Along with other legislators, Estrella has been implicated in the P10-billion Napoles pork barrel scam. Danny Carranza, secretary general of the peasant group Katarungan, sees Estrella’s appointment as “a continuation of Marcos Sr. without martial law.” Carranza added that he “hopes to be proven wrong,” but in Congress, Estrella “had no track record in pushing for radical proposals for the peasantry.”  

More importantly, if we go with statements by the incoming finance secretary and head of Marcos’ economic team, Benjamin Diokno, agrarian reform prospects appear dim. In an interview with journalist Malou Mangahas last May 27, Diokno expressed his disapproval of “peasant agriculture” and called for its replacement by large-scale plantation schemes for reasons of “economies of scale.” He further denigrates rice farming as not being cost-effective, proposing instead a shift to “high value crops” that can be exported to earn foreign exchange. 

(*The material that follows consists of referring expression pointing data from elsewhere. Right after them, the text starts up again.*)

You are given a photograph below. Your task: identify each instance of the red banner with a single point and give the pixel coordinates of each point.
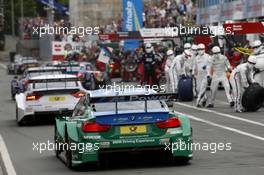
(245, 28)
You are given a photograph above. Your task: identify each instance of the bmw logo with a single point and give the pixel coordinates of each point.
(132, 118)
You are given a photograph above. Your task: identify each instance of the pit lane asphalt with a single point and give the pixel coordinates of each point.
(246, 156)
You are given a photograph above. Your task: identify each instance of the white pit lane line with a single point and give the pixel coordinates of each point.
(5, 160)
(221, 114)
(223, 127)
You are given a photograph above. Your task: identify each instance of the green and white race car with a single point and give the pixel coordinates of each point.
(105, 121)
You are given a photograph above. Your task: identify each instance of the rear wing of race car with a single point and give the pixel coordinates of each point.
(50, 80)
(125, 98)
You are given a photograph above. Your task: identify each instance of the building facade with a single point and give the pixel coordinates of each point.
(215, 11)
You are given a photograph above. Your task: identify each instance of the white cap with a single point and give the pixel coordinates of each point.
(216, 49)
(187, 53)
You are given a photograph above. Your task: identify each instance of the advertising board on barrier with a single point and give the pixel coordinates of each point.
(234, 10)
(132, 12)
(58, 48)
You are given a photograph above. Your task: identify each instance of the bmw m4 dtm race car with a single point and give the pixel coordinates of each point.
(105, 122)
(47, 94)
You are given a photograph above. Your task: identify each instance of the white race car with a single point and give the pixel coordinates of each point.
(48, 94)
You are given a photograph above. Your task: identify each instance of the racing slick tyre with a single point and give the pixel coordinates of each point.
(181, 160)
(68, 153)
(185, 89)
(253, 97)
(57, 150)
(22, 122)
(131, 66)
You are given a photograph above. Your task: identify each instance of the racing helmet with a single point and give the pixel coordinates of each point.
(252, 59)
(169, 52)
(187, 53)
(187, 46)
(216, 50)
(201, 48)
(148, 48)
(257, 46)
(194, 49)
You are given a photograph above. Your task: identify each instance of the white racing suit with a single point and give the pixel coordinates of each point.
(259, 75)
(176, 70)
(240, 78)
(201, 69)
(168, 74)
(219, 66)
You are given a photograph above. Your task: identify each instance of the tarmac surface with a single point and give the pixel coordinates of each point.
(244, 133)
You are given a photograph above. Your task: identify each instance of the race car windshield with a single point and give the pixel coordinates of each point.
(137, 106)
(34, 74)
(54, 85)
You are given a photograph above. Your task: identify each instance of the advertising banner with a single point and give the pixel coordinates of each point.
(132, 12)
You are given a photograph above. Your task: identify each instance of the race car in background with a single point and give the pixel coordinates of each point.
(21, 64)
(47, 94)
(71, 67)
(19, 84)
(92, 78)
(126, 122)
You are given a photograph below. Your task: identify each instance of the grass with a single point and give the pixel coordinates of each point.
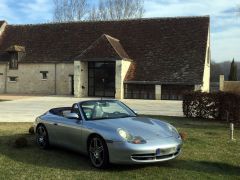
(207, 154)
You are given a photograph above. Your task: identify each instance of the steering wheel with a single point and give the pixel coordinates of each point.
(116, 113)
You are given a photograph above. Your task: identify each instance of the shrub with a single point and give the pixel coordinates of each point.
(31, 130)
(221, 106)
(21, 142)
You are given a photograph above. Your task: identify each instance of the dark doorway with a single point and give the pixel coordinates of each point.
(101, 79)
(72, 84)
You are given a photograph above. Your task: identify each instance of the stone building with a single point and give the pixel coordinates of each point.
(157, 58)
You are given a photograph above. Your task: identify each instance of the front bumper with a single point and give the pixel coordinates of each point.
(153, 151)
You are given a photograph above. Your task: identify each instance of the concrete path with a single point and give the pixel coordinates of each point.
(27, 109)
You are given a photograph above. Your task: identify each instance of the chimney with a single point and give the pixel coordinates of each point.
(3, 24)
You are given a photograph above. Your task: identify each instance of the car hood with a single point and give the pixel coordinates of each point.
(147, 128)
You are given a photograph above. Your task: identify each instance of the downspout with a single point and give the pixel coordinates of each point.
(5, 88)
(55, 85)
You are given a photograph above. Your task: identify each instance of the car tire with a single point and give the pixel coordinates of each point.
(98, 152)
(42, 137)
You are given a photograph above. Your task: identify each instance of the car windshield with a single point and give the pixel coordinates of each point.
(105, 109)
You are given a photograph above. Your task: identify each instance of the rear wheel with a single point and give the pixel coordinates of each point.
(42, 137)
(98, 152)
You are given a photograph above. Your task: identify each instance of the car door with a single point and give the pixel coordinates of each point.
(69, 131)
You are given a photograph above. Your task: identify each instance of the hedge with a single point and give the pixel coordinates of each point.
(221, 106)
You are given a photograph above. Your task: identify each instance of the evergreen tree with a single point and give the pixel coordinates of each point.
(233, 72)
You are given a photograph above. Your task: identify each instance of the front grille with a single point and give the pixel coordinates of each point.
(164, 154)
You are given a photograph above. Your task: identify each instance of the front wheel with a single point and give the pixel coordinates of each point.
(42, 137)
(98, 152)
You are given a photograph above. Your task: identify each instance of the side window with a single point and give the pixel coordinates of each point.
(44, 75)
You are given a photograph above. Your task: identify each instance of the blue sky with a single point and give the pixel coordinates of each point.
(225, 21)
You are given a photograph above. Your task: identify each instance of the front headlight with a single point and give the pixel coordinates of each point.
(174, 131)
(130, 138)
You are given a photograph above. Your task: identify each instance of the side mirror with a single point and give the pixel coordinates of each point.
(72, 116)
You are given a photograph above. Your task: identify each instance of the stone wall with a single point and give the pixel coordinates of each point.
(29, 79)
(229, 86)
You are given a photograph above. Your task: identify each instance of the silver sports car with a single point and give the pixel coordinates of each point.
(109, 132)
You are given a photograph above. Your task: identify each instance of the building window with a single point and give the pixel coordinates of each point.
(44, 75)
(13, 64)
(139, 91)
(12, 79)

As for the country’s food needs, Diokno says that we can just import these from other countries who have more efficient food growing systems. 

Family farms vs large farms

In the first place, scholarly studies have shown that small family farms are more efficient than large farms due to their maximum utilization of land and higher productivity. The United Nations General Assembly has recognized the exclusive role of family farms in producing 80% of the world’s food needs, as well as their contribution to “sustainable rural and urban life, food security, environmental preservation, biodiversity, and the maintenance of a rural cultural heritage.” To promote awareness of the contributions of small farms to humanity, the UN declared 2019-2087 as the “Decade of Family Farming.”

Secondly, relying on food imports is an unsustainable and hazardous formula as it makes the country hostage to the vagaries of the global food market. The recent rise of what Nikkei Asia calls “food nationalism” caused by soaring food prices has “prompted some Asian countries to halt exports of certain products to protect domestic consumers.” India, Malaysia and Indonesia have imposed export bans on sugar, chicken products, and palm oil, respectively. Experts see this “food nationalism” spreading to other food exporting countries and covering more products. 

It is thus imperative for governments to preserve and support family farms as the bedrock of agricultural production and the main food basket of modern societies. Agrarian reform via the redistribution of lands to the rural landless poor and promoting their social and political empowerment, is the most effective way of supporting and advancing family farms and bringing about social justice in the Philippine countryside.